Vient ensuite l'assemblage. En méthode directe, les tesselles sont posées une à une sur le support définitif ; en méthode indirecte, elles sont d'abord montées à l'envers sur un papier ou un filet en atelier, puis transportées et appliquées sur le mur ou le sol. Le mosaïste prépare le support (enduit, chape, mortier de chaux ou ciment-colle), fixe les tesselles en jouant sur les alignements — ce qu'on appelle les *opus* — puis réalise les joints, nettoie et patine l'ensemble. En restauration, le travail est différent : relevé de l'état existant, dépose de fragments, consolidation, remplacement de tesselles manquantes dans le respect des techniques d'origine.
Le mosaïste partage son temps entre son atelier — où il conçoit, découpe et prépare les panneaux — et les chantiers, où il pose. Sur site, il peut travailler en extérieur, en hauteur sur un échafaudage, à genoux pour un pavement, parfois sur un chantier de fouilles archéologiques ou dans un monument historique. Les postures sont contraignantes, les gestes répétitifs, et il faut manipuler des matériaux coupants et des outils tranchants.
La très grande majorité des mosaïstes d'art sont indépendants : artisans, auto-entrepreneurs ou artistes. Cela implique de gérer aussi la partie commerciale — devis, relations clients, participation à des salons et aux Journées européennes des métiers d'art, présence sur les réseaux sociaux — et d'accepter des rythmes irréguliers, entre périodes creuses et commandes urgentes.
On se spécialise souvent avec l'expérience : mosaïque contemporaine et création artistique, restauration du patrimoine (mosaïques romaines, Art déco, décors de métro ou de piscines historiques), décoration d'intérieur haut de gamme, ou grands formats en collaboration avec des architectes. Un mosaïste reconnu peut obtenir le titre de maître artisan, ouvrir son propre atelier avec des apprentis, ou décrocher des commandes publiques (1 % artistique).

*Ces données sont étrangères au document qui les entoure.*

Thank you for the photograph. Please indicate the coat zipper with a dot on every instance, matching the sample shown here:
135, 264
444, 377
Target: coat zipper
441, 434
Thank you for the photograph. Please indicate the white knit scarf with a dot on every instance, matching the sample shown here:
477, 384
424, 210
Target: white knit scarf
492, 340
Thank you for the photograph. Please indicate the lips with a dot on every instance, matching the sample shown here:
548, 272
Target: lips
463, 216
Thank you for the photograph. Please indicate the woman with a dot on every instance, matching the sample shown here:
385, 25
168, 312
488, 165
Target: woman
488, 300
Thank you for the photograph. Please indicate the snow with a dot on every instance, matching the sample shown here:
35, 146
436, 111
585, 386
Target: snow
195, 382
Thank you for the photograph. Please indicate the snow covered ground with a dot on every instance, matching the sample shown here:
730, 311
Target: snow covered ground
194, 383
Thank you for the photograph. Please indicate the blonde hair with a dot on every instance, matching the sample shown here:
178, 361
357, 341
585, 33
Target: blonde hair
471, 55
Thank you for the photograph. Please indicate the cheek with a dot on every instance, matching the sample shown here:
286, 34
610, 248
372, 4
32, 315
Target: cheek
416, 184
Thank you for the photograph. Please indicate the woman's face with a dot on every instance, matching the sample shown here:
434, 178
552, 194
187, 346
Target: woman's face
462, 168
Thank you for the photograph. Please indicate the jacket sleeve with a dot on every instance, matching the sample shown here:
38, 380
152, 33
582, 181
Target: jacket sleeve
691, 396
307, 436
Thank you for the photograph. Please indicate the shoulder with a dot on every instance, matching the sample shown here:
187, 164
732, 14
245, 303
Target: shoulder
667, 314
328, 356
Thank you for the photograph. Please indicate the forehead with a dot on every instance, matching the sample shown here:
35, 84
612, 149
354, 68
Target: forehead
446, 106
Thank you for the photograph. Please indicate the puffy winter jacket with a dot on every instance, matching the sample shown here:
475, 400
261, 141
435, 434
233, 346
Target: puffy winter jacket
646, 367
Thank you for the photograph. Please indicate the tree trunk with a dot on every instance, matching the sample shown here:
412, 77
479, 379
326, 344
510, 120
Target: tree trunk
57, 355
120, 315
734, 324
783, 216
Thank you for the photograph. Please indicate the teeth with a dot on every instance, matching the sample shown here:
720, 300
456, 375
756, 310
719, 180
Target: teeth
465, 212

D'autres évoluent vers la transmission : animation de stages, formation professionnelle, enseignement en école d'art. Les passerelles vers les métiers d'art voisins sont naturelles — céramiste, vitrailliste, tailleur de pierre, décorateur d'objets d'art — tout comme vers la conservation-restauration du patrimoine, qui demande alors une formation complémentaire spécifique.
C'est un métier d'art rare : on estime à environ une centaine le nombre de mosaïstes exerçant à titre professionnel en France. Les offres d'emploi salarié sont donc quasi inexistantes, et l'immense majorité des professionnels créent leur propre activité. Le savoir-faire est en revanche recherché sur des créneaux précis : restauration du patrimoine (mosaïques antiques, Art nouveau et Art déco, décors de métro, piscines et halls d'immeubles), commandes publiques au titre du 1 % artistique, décoration haut de gamme et projets avec des architectes. Se construire une réputation prend plusieurs années : réseau, expositions, salons, présence en ligne et Journées européennes des métiers d'art sont déterminants. Beaucoup de mosaïstes complètent leurs revenus par l'animation de stages ou une activité de pose de carrelage.